Cela tient aussi à une certaine obliquité avec laquelle Mikhaël Hers esquive les temps forts de l’action pour se concentrer sur les instants de latence ou les intervalles. On voit plutôt Lawrence se réveiller hébété après une mauvaise sieste quelques jours après la disparition de Sasha, qu’assister aux funérailles. La séparation de Zoé et de son mari passe dans le creux d’une ellipse tandis que le film aime à répéter de longs moments de marche entre la jeune femme et son fils. Déjà dans Memory Lane, c’est en sentant leur pas s’accorder l’un à l’autre lors d’une marche de nuit dans Paris que les personnages interprétés par Thibault Vinçon et Dounia Sichov (que l’on retrouve ici) sentaient le tournant romantique que prenait leur vieille amitié.

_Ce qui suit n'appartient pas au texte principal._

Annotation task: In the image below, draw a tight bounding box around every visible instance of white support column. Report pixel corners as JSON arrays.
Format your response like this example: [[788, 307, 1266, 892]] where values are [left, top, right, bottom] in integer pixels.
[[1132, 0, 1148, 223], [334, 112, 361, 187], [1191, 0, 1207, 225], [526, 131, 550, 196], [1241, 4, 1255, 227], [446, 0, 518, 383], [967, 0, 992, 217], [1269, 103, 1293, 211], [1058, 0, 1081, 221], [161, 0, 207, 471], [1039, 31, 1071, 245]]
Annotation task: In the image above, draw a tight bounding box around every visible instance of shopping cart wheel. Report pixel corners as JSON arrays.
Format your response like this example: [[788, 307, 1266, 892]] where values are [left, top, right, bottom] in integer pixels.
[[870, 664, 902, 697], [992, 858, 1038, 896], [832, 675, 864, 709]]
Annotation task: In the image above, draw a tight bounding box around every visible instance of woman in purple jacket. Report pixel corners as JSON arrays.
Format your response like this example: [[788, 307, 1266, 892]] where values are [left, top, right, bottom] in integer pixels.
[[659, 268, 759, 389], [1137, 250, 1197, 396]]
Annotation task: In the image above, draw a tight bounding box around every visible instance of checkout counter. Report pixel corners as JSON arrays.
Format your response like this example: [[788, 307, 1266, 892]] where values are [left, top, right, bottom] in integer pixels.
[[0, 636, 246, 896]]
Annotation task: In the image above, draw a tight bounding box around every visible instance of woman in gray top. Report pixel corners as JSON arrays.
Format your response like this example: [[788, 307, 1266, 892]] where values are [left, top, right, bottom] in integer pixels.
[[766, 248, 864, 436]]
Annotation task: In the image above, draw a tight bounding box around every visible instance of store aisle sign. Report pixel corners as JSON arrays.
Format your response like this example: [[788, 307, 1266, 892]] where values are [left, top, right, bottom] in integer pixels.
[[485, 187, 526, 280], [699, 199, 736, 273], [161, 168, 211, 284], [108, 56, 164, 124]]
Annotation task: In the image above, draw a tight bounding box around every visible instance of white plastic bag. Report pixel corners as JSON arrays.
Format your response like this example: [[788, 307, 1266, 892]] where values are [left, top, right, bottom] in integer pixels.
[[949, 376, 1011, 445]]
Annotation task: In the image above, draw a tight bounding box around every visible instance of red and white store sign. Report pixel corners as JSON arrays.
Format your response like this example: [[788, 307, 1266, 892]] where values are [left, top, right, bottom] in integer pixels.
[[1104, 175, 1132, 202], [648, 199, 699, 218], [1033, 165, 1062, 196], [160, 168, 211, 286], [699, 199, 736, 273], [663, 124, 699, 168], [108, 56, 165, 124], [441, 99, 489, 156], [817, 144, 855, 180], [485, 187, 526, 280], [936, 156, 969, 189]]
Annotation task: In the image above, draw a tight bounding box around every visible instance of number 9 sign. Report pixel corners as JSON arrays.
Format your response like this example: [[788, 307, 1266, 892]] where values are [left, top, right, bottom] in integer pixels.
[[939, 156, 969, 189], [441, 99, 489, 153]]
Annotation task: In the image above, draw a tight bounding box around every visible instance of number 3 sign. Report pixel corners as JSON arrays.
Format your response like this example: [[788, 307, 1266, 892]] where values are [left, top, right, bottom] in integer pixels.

Ici aussi, une démarche est plus éloquente qu’une ligne de dialogue, dont les mots ont toujours l’air d’être employés pour d’autres : au plus fort de la douleur, les personnages aiment à se répéter combien ils sont contents (d’être ensemble, de se retrouver). Plus que les mots, c’est par les regards que les personnages échangent des émotions aussi éloquentes que complexes, comme dans le joli moment du concert.
Le titre lui-même sonne comme un lapsus, un mauvais jeu de mot lacanien, qui, à travers l’imparfaite traduction de la chanson « That Summer Feeling », souligne combien le film se conjugue à l’imparfait. L’aspect granuleux de la pellicule Super-16 donne à l’image même du film la patine d’un souvenir revenu de loin, comme la plupart des objets dont on est tenté de dire qu’ils « vivent » avec les personnages tant on sent qu’ils ont été choisis avec soin (les meubles de l’appartement berlinois, mais aussi la brocante de la sœur de Lawrence ou les jouets d’enfance du compagnon de Zoé exhumés du grenier). L’attachement aux accessoires peut parfois confiner à l’anecdotique, et c’est sans doute la limite du film, mais c’est par ce chemin tracé à travers l’insignifiante accumulation de petits détails que Hers parvient à filmer le regard final comme l’épiphanie d’une réincarnation.